Helium, the company behind one of the world’s first peer-to-peer wireless networks, is announcing the introduction of Helium Tabs, its first branded IoT tracking device that runs on The People’s Network. In addition, after launching its network in 1,000 cities in North America within one year, the company is expanding to Europe to address growing market demand with Helium Hotspots shipping to the region starting July 2020. 

Since its launch in June 2019, Helium quickly grew its footprint with Hotspots covering more than 700,000 square miles across North America. Helium is now expanding to Europe to allow for seamless use of connected devices across borders. Powered by entrepreneurs looking to own a piece of the people-powered network, Helium’s open-source blockchain technology incentivizes individuals to deploy Hotspots and earn Helium (HNT), a new cryptocurrency, for simultaneously building the network and enabling IoT devices to send data to the Internet. When connected with other nearby Hotspots, this acts as the backbone of the network. 
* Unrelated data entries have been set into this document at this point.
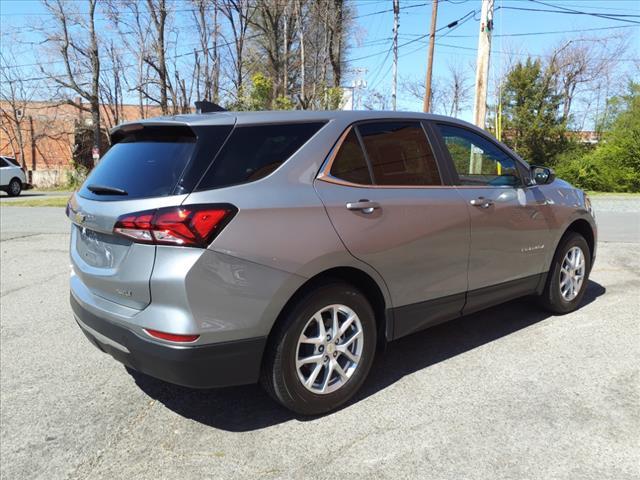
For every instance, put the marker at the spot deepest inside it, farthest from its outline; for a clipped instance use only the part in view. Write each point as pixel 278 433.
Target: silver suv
pixel 285 247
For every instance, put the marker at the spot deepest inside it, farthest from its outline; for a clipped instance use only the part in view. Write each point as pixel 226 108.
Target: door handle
pixel 365 206
pixel 481 202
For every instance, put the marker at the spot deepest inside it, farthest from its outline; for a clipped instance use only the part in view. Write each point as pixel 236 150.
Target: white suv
pixel 12 177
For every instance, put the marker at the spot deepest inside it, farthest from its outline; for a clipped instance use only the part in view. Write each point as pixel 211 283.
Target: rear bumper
pixel 203 366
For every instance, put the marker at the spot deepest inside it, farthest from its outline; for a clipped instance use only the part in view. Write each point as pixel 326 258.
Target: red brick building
pixel 53 134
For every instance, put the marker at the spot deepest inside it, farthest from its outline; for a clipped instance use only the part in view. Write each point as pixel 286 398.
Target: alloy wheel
pixel 572 273
pixel 329 349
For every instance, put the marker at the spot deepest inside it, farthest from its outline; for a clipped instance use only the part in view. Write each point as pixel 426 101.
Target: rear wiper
pixel 105 190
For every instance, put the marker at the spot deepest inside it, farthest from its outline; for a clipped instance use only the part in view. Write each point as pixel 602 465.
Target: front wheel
pixel 322 350
pixel 568 275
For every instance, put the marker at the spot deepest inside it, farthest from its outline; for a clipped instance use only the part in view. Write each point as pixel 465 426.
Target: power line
pixel 390 10
pixel 610 17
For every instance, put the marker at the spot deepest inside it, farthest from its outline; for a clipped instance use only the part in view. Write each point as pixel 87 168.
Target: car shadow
pixel 247 408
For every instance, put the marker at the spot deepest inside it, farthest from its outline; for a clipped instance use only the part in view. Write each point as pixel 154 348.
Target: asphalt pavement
pixel 512 392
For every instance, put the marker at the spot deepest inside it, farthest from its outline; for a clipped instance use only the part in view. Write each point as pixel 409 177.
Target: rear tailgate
pixel 110 266
pixel 147 168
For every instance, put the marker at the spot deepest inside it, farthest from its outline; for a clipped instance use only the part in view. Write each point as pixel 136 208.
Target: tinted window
pixel 350 164
pixel 254 152
pixel 10 162
pixel 477 160
pixel 399 154
pixel 145 163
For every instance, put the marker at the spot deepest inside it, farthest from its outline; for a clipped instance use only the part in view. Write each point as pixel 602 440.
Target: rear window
pixel 253 152
pixel 153 161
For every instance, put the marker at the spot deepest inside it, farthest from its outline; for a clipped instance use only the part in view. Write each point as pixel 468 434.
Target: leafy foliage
pixel 531 113
pixel 614 165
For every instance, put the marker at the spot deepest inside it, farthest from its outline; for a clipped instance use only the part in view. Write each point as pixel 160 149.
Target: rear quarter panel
pixel 282 224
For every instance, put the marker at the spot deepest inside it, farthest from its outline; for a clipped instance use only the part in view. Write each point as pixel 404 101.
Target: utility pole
pixel 482 78
pixel 482 65
pixel 426 104
pixel 396 16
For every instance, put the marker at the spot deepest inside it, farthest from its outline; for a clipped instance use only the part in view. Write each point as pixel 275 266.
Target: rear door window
pixel 350 163
pixel 478 161
pixel 150 162
pixel 253 152
pixel 399 153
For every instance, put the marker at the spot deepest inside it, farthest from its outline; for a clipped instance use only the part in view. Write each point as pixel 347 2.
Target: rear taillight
pixel 188 226
pixel 172 337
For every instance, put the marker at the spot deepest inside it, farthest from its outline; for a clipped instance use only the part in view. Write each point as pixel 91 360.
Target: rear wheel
pixel 322 350
pixel 568 275
pixel 14 188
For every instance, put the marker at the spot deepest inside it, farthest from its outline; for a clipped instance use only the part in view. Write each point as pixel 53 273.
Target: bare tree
pixel 130 19
pixel 73 36
pixel 15 97
pixel 156 59
pixel 208 69
pixel 238 14
pixel 336 40
pixel 111 94
pixel 582 65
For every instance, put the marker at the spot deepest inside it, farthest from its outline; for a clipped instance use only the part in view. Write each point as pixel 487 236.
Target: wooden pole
pixel 482 65
pixel 426 104
pixel 394 92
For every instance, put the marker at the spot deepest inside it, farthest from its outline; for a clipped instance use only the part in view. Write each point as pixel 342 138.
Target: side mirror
pixel 542 175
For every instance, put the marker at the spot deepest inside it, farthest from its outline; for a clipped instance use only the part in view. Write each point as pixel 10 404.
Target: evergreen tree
pixel 531 113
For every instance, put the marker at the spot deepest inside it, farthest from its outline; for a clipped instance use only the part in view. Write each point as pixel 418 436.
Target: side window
pixel 253 152
pixel 478 161
pixel 399 154
pixel 350 164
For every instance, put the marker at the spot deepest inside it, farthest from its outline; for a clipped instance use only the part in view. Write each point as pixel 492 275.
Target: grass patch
pixel 60 201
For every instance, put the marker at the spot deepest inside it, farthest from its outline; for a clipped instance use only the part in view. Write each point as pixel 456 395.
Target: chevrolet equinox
pixel 285 247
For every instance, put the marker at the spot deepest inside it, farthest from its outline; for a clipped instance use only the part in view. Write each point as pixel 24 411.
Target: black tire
pixel 279 374
pixel 14 188
pixel 551 298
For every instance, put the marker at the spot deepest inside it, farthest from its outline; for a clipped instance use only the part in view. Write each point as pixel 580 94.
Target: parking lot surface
pixel 511 392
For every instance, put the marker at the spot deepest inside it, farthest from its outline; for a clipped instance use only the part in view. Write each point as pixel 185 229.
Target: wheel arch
pixel 583 227
pixel 361 280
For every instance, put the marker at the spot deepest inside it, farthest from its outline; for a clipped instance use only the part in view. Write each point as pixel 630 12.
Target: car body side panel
pixel 418 239
pixel 510 238
pixel 566 204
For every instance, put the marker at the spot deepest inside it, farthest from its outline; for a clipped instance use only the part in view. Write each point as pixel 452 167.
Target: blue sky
pixel 370 42
pixel 458 45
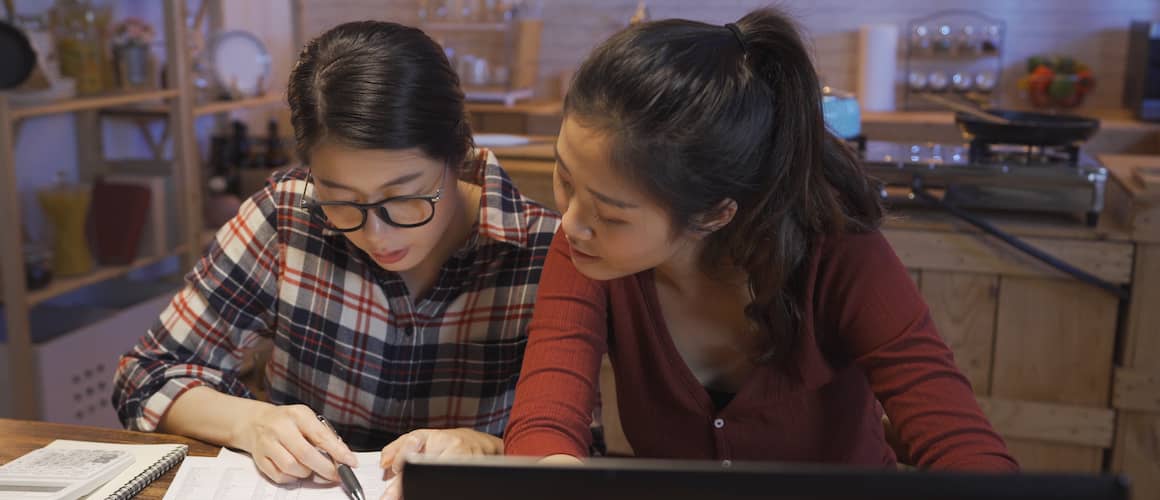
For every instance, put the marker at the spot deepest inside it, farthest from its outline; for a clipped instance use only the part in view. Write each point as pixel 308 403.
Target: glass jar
pixel 81 31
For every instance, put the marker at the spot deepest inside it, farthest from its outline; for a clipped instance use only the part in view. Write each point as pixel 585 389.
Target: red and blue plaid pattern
pixel 347 339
“We’re excited to launch Helium Tabs at a time where we’ve seen incredible growth of The People’s Network across North America,” said Amir Haleem, Helium’s CEO and co-founder. “We could not have accomplished what we have done, in such a short amount of time, without the support of our partners and our incredible community. We look forward to launching The People’s Network in Europe and eventually bringing Helium Tabs and other third-party IoT devices to consumers there.”  

Introducing Helium Tabs that Run on The People’s Network
Unlike other tracking devices,Tabs uses LongFi technology, which combines the LoRaWAN wireless protocol with the Helium blockchain, and provides network coverage up to 10 miles away from a single Hotspot. This is a game-changer compared to WiFi and Bluetooth enabled tracking devices which only work up to 100 feet from a network source. What’s more, due to Helium’s unique blockchain-based rewards system, Hotspot owners will be rewarded with Helium (HNT) each time a Tab connects to its network. 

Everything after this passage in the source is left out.